Tappi-Kaitei Station (竜飛海底駅, Tappi-Kaitei-eki) was a railway station on the Kaikyo Line in Sotogahama, Aomori, Japan, operated by Hokkaido Railway Company (JR Hokkaido). The station was located within the Seikan Tunnel below the seabed of the Tsugaru Strait linking the main Japanese island of Honshu with the northern island of Hokkaido. It was closed to passengers from November 10, 2013, to make way for the construction of the Hokkaido Shinkansen high-speed train line. It now serves as an emergency escape point for the tunnel, and is also accessible to visitors as part of the Seikan Tunnel Museum.

==Lines==
Tappi-Kaitei Station was served by the Kaikyō Line, but only a few trains actually stopped at this station.

==Station layout==
Tappi-Kaitei Station had two opposed side platforms serving two underground tracks.
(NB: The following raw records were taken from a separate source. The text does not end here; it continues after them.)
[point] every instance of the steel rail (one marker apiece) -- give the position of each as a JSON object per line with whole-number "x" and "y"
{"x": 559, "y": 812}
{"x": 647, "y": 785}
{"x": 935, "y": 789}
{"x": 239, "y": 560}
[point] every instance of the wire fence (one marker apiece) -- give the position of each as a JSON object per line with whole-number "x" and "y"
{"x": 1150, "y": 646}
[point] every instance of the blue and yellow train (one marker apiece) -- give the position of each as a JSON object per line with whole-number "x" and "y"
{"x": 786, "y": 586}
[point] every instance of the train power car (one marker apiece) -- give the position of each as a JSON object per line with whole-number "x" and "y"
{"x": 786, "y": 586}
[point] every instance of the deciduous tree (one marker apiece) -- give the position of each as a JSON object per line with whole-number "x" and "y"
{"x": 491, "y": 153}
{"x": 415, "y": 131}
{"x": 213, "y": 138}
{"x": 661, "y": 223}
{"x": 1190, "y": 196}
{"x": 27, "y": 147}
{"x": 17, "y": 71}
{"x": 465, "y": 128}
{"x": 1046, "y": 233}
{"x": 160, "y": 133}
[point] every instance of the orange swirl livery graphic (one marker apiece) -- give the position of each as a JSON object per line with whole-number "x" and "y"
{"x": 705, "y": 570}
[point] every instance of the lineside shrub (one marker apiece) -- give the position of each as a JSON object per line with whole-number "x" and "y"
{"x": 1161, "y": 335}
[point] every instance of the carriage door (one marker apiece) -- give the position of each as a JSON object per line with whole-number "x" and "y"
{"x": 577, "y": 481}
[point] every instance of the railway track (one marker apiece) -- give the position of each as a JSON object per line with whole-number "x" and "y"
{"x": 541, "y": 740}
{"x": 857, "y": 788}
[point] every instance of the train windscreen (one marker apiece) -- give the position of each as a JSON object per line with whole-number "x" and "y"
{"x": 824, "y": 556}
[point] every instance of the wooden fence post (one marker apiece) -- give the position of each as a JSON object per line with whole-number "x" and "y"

However, only the northbound platform was used. The platforms are connected to the surface by an underground cable car (funicular), the Seikan Tunnel Tappi Shakō Line. The station housed a museum detailing the construction and operation of the tunnel.

The Seikan Tunnel Tappi Shakō Line funicular is now an attraction at the Seikan Tunnel Museum which is located at ground level at the top of the cable car line (as opposed to the previous museum which was located in the tunnel at the bottom of the cable car line).

Yoshioka-Kaitei Station, Japan's deepest underground station which also officially closed on March 14, 2014, is located on the Hokkaido side of the tunnel.

===Platforms===

| 1 | ■ Kaikyo Line | for Hakodate |
| 2 | ■ Kaikyo Line | for Aomori and Hachinohe |

==History==
Tappi-Kaitei Station opened on March 13, 1988. It was closed to passengers from November 10, 2013 due to construction work connected with the Hokkaido Shinkansen, and officially closed on March 14, 2014.